Odisha, North AP, Chhattisgarh drenched as Cyclone ‘Daye’ weakens bl-premium-article-image

Vinson Kurian Updated - September 21, 2018 at 09:32 PM.

System weakens, set to become depression

As many as 774 people have died in incidents related to floods and rains. Image for representational purpose only

After crossing the South Odisha coast at midnight on Thursday, cyclone ‘Daye’ has weakened into a deep depression and is on course to weaken further as a depression.

The deep depression lay close to Raipur (Chhattisgarh) and about 240 km east of Nagpur (Vidarbha) on Friday evening as it prepared to enter the rest of Central and North-West India.

The 24 hours ending Friday morning saw heavy to extremely heavy rainfall (20 cm or more in 24 hrs) over Odisha with heavy to very heavy rainfall over North Andhra Pradesh and Chhattisgarh.

The deep depression is set to cause heavy to very heavy rainfall over Chhattisgarh and East Madhya Pradesh until Saturday and over Vidarbha on both Saturday and Sunday.

Heavy to very heavy rainfall is also forecast over North Konkan, North Madhya Maharashtra, West Madhya Pradesh, East Rajasthan and East Gujarat Saturday.

Meanwhile, a remnant of the deep depression (a low-pressure area) is seen as interacting with an itinerant western disturbance over North-West India, and trigger heavy rainfall from Sunday.

Heavy rain has been forecast for Haryana, Chandigarh, Delhi, Punjab, Himachal Pradesh, West Uttar Pradesh and Uttarakhand on Saturday.

Sunday and Monday should see rains scale up over these regions with isolated heavy to very heavy rainfall.
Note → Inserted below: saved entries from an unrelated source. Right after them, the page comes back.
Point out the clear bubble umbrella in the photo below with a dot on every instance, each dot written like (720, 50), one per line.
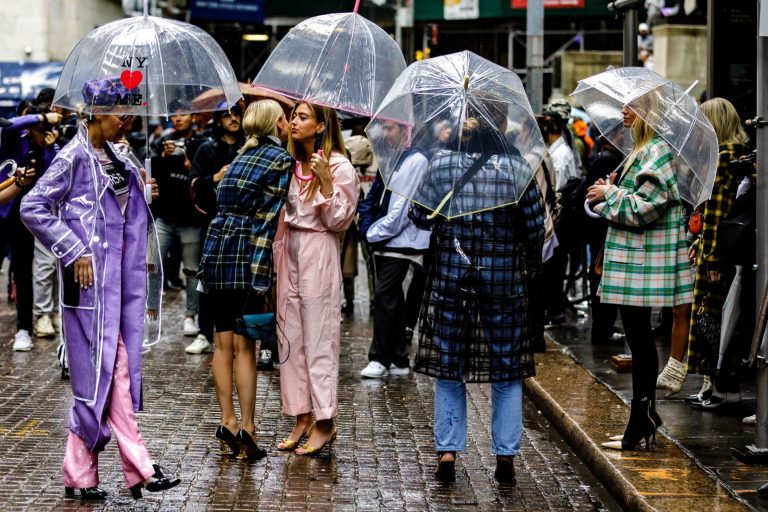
(342, 61)
(154, 65)
(668, 109)
(468, 115)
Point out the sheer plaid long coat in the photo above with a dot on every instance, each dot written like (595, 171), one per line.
(473, 320)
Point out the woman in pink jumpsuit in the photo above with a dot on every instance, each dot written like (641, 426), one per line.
(322, 200)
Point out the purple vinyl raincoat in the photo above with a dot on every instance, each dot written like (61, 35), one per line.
(73, 211)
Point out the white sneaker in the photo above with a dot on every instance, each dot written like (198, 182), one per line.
(22, 342)
(43, 328)
(399, 370)
(190, 327)
(374, 370)
(200, 345)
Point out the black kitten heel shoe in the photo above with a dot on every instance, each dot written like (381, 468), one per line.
(228, 440)
(249, 450)
(87, 493)
(159, 482)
Isolated extremely heavy rainfall is also likely over Himachal Pradesh and Uttarakhand.

Monsoon withdrawal

An extended forecast by the IMD, valid from September 26 to 28, said that fairly widespread to widespread rain would occur over North-East India, while it would be scattered to fairly widespread rainfall over the South Peninsula and East India.

Isolated rainfall likely over the rest of the country except over parts of Northwest India where dry weather is likely to prevail as the withdrawal of the monsoon resumes from West Rajasthan.

The rain over the South Peninsula will be the handiwork of south-westerly monsoon winds over the Arabian Sea becoming north-westerly to northerly as an anticyclone starts to build in the sea.

The anticyclone with clockwise winds suppresses the formation of clouds and effectively signals the end of the monsoon flows from the south-westerly direction and across the Equator.

In fact, the monsoon trough should start moving to the Southern Hemisphere, with the withdrawal of the monsoon over land (North-West, East and Central India) taking place in tandem.

In the process, some rains are expected to happen over disparate areas over land due mainly from localised wind pattern and convection.

More rain ahead

For instance, in the South Peninsula, the winds from the building anticyclone in the Arabian Sea are forecast to blow around the peninsular tip into the Bay of Bengal. Some of the flows will head from the Bay into Tamil Nadu and Kerala and form a loop forming a rain-friendly cyclonic circulation.

An IMD wind field forecast suggests that these would unsettle the lower atmosphere over the South Peninsula and trigger thundershowers.

According to the US National Centres of Environment Prediction, these rains are expected to concentrate to the south-western coast and adjoining interior from September 29 to October 7.

Konkan, Goa, Coastal Karnataka, Rayalaseema, Interior Tamil Nadu and most of Kerala are expected to benefit from these end-September and early-October rains.

Meanwhile, with less than 10 days to go for the end of the 2018 South-West monsoon (September 30 is the threshold), the all-India rain deficit remains at 10 per cent.

The deficits are concentrated in the North-West, East, North-East and the South Peninsula with Lakshadweep (-46 per cent) and Rayalaseema (-35 per cent) the worst affected.